Despite being published in the literature, pathogenicity data on patient variants may remain inaccessible for genetic diagnosis, therapeutic target identification, mechanistic understanding, or hypothesis generation. Clinical and functional details presented in the literature are important to make pathogenicity assessments. Impact predictions remain imperfect but are improving, especially for single nucleotide exonic variants, however such predictions are less accurate or unavailable for intronic and multi-nucleotide variants. Developing text mining workflows that use natural language processing for identifying diseases, genes and variants, along with impact prediction algorithms and integrating with details on clinical phenotypes and functional assessments might be a promising approach to scale literature mining of variants and assigning correct pathogenicity.
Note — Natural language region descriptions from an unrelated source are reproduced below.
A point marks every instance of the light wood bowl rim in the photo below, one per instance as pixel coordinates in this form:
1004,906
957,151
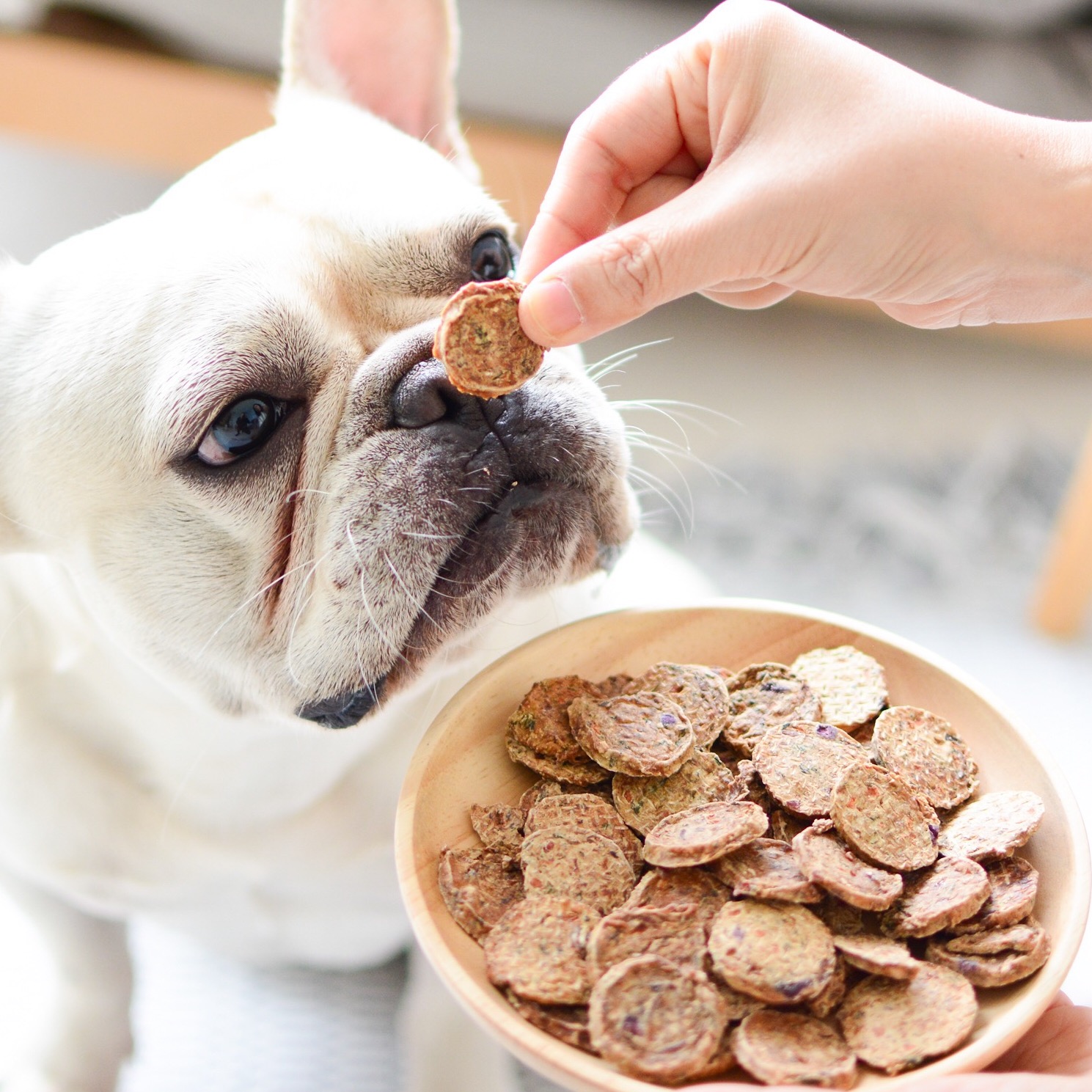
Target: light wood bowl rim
583,1072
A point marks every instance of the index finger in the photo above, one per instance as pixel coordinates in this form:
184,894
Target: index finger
631,132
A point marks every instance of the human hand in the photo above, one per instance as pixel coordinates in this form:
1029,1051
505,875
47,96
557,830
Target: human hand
1054,1056
761,153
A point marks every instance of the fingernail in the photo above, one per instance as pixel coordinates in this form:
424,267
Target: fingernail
552,308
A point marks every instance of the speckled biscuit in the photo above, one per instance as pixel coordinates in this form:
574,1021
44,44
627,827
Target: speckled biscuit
801,761
699,692
692,889
645,735
792,1049
882,819
777,953
763,696
1022,937
878,956
850,684
925,750
582,812
656,1019
583,866
499,827
989,972
824,861
766,868
643,802
1014,884
480,342
672,933
478,887
703,833
566,1022
950,891
538,948
897,1025
992,827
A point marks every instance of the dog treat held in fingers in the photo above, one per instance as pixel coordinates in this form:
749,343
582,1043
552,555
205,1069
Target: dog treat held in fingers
703,833
792,1049
994,826
578,865
777,953
538,948
643,802
763,696
478,887
766,868
882,819
925,750
828,863
850,684
480,343
656,1019
950,891
645,735
897,1025
801,761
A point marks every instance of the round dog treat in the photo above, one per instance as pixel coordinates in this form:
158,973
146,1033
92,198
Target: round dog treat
766,868
690,889
643,802
699,692
480,342
832,994
801,761
924,750
478,887
582,812
777,953
540,722
882,819
824,861
792,1049
566,1022
672,933
1022,937
645,735
897,1025
656,1019
703,833
993,826
953,889
763,696
1014,884
583,866
499,827
849,683
538,948
987,972
579,772
878,956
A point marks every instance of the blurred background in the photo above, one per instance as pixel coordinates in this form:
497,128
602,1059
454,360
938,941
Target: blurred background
810,452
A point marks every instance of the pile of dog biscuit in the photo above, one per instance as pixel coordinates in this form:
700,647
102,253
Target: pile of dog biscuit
769,869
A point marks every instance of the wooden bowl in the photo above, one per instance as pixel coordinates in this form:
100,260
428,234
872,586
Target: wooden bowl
462,761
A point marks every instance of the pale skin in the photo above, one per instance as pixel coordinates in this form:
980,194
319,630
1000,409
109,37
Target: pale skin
761,154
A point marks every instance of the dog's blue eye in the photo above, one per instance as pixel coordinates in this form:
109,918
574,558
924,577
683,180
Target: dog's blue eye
241,429
491,258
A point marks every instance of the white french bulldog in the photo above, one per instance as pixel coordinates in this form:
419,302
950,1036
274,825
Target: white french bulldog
243,507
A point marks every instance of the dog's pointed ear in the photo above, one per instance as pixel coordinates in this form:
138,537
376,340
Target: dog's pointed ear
395,58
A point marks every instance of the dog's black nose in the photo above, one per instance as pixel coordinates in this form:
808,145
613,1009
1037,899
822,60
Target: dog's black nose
425,395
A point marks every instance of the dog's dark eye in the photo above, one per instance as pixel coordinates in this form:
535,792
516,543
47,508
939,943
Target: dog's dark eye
241,429
491,258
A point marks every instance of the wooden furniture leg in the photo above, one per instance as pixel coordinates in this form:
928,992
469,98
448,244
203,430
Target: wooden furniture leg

The curated variants list created by this effort includes context details to improve any such efforts on variant curation for rare diseases.
大约有 4-8%的世界人口患有罕见病。罕见病通常难以诊断,并且许多疾病没有批准的治疗方法。基因测序有可能缩短当前的诊断过程,增加对发病机制的理解,并促进治疗方法的研究,但受到新型变异致病性解释的困难以及已知致病变异的传播的限制。目前尚不清楚有多少已发表的罕见病变异可在公共领域获得。
本研究调查了将发表的手稿中报告的变异知识转化为可公开访问的变异数据库的情况。对与 X 连锁肌酸转运蛋白缺乏症(CTD)相关的 SLC6A8 基因的文献中的变异、症状、生化测定结果和蛋白质功能进行了整理,并以具有临床背景和功能细节的高度注释的变异数据集进行了报道。对变异进行了协调,分析了它们在现有变异数据库中的可用性,并将致病性预测与影响算法预测进行了比较。在 PubMed 文章中发现的致病性变异中有 24%未在本分析中使用的任何数据库中捕获,而只有 65%的已发表变异至少从一种影响预测算法中获得了准确的致病性预测。
尽管已在文献中发表,但患者变异的致病性数据可能仍无法用于遗传诊断、治疗靶点识别、发病机制理解或假说生成。文献中提供的临床和功能细节对于进行致病性评估很重要。影响预测仍然不完美,但正在改进,尤其是对于单核苷酸外显子变异,但对于内含子和多核苷酸变异,此类预测的准确性较低或不可用。开发使用自然语言处理识别疾病、基因和变异的文本挖掘工作流程,以及影响预测算法,并结合临床表型和功能评估的详细信息,可能是一种有前途的方法,可以大规模进行文献挖掘变异并正确分配致病性。本研究创建的经过整理的变异列表包含上下文详细信息,可用于改进罕见病变异的整理工作。